The conflicting metadata values warning is a known issue
https://issues.apache.org/jira/browse/PARQUET-194
The option "parquet.enable.summary-metadata" is a Hadoop option rather
than a Spark option, so you need to either add it to your Hadoop
configuration file(s) or add it via `sparkContext.hadoopConfiguration`
before starting your job.
Cheng
On 8/9/15 8:57 PM, Krzysztof Zarzycki wrote:
Besides finding to this problem, I think I can workaround at least the
WARNING message by overwriting parquet variable:
parquet.enable.summary-metadata
That according to this PARQUET-107
<https://issues.apache.org/jira/browse/PARQUET-107> ticket can be
used to disable writing summary file which is an issue here.
How can I set this variable? I tried
sql.setConf("parquet.enable.summary-metadata", "false")
sql.sql("SET parquet.enable.summary-metadata=false")
As well as: spark-submit --conf parquet.enable.summary-metadata=false
But neither helped. Anyone can help? Of course the original problem
stays open.
Thanks!
Krzysiek
2015-08-09 14:19 GMT+02:00 Krzysztof Zarzycki <[email protected]
<mailto:[email protected]>>:
Hi there,
I have a problem with a spark streaming job running on Spark
1.4.1, that appends to parquet table.
My job receives json strings and creates JsonRdd out of it. The
jsons might come in different shape as most of the fields are
optional. But they never have conflicting schemas.
Next, for each (non-empty) Rdd I'm saving it to parquet files,
using append to existing table:
jsonRdd.write.mode(SaveMode.Append).parquet(dataDirPath)
Unfortunately I'm hitting now an issue on every append of conflict:
Aug 9, 2015 7:58:03 AM WARNING:
parquet.hadoop.ParquetOutputCommitter: could not write summary
file for hdfs://example.com:8020/tmp/parquet
<http://example.com:8020/tmp/parquet>
java.lang.RuntimeException: could not merge metadata: key
org.apache.spark.sql.parquet.row.metadata has conflicting values:
[{...schema1...}, {...schema2...} ]
The schemas are very similar, some attributes may be missing
comparing to other, but for sure they are not conflicting.

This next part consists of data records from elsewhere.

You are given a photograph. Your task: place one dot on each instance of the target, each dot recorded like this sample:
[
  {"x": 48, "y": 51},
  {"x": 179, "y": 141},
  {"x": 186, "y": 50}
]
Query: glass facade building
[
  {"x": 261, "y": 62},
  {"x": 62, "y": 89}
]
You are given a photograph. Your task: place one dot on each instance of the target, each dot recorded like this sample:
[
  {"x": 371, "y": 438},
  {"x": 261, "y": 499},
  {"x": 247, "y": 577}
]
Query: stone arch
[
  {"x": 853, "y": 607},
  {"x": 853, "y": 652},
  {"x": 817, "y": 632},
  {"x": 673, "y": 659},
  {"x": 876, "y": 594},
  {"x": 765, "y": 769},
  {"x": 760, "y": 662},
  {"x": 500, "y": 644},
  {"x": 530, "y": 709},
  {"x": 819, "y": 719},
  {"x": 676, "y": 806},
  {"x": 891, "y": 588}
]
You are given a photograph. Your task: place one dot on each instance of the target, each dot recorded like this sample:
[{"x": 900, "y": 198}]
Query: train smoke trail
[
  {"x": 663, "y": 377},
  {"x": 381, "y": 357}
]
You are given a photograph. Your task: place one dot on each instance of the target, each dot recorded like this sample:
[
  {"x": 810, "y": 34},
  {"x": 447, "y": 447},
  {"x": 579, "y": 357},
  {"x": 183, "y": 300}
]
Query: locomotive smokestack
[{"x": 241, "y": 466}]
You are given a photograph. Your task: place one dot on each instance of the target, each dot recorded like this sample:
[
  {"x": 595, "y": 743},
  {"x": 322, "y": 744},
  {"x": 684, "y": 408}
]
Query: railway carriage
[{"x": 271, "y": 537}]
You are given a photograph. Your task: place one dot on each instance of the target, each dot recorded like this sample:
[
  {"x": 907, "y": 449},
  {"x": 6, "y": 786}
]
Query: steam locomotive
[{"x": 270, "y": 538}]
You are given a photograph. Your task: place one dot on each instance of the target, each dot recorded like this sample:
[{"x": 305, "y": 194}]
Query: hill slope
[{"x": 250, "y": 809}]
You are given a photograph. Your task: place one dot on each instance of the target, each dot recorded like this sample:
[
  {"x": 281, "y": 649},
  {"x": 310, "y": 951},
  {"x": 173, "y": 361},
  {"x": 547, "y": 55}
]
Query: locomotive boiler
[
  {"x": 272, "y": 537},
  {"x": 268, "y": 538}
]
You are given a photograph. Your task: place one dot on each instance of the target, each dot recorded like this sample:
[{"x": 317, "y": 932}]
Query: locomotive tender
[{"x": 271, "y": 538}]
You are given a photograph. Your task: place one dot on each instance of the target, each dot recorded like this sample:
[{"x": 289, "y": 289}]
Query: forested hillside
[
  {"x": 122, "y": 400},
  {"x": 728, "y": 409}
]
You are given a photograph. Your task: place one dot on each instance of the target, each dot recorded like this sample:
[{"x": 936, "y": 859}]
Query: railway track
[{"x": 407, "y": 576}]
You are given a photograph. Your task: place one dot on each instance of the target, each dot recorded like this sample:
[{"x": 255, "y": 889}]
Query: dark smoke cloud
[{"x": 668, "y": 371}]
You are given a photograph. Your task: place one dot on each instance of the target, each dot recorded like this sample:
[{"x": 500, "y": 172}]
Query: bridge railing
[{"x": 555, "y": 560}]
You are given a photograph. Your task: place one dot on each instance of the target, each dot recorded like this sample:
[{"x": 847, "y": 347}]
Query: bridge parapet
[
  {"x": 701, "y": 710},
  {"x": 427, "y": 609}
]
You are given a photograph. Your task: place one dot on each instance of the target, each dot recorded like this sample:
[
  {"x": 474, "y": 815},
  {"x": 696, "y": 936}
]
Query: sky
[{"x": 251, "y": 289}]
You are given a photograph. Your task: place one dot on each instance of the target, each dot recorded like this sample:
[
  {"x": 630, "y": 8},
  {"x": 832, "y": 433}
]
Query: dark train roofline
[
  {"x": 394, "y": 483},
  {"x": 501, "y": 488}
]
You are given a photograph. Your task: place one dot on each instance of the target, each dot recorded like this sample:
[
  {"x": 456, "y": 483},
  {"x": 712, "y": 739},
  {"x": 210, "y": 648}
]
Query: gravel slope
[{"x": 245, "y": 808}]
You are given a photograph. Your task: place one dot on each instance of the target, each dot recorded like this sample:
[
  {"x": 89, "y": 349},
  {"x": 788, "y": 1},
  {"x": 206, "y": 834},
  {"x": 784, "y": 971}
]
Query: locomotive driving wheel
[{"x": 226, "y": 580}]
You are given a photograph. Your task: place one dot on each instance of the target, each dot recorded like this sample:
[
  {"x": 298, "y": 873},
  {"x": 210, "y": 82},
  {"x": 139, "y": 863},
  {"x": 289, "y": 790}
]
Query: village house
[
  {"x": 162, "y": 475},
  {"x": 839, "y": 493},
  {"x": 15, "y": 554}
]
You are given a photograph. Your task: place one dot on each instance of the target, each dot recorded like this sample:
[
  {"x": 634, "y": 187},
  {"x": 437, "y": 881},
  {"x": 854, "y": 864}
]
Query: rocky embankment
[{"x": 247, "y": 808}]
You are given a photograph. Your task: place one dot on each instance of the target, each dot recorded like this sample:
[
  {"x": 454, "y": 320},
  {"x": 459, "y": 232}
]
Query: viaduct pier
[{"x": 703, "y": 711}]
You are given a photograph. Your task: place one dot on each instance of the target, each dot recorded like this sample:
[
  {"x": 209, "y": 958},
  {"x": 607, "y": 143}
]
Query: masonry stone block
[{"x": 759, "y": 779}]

They
are pretty lengthy, but I compared them with diff and ensured,
that there are no conflicts.
Even with this WARNING, the write actually succeeds, I'm able to
read this data. But on every batch, there is yet another schema
in the displayed "conflicting values" array. I would like the job
to run forever, so I can't even ignore this warning because it
will probably end with OOM.
Do you know what might be the reason of this error/ warning? How
to overcome this? Maybe it is a Spark bug/regression? I saw
tickets like SPARK-6010
<https://issues.apache.org/jira/browse/SPARK-6010>, but they seem
to be fixed in 1.3.0 (I'm using 1.4.1).
Thanks for any help!
Krzysiek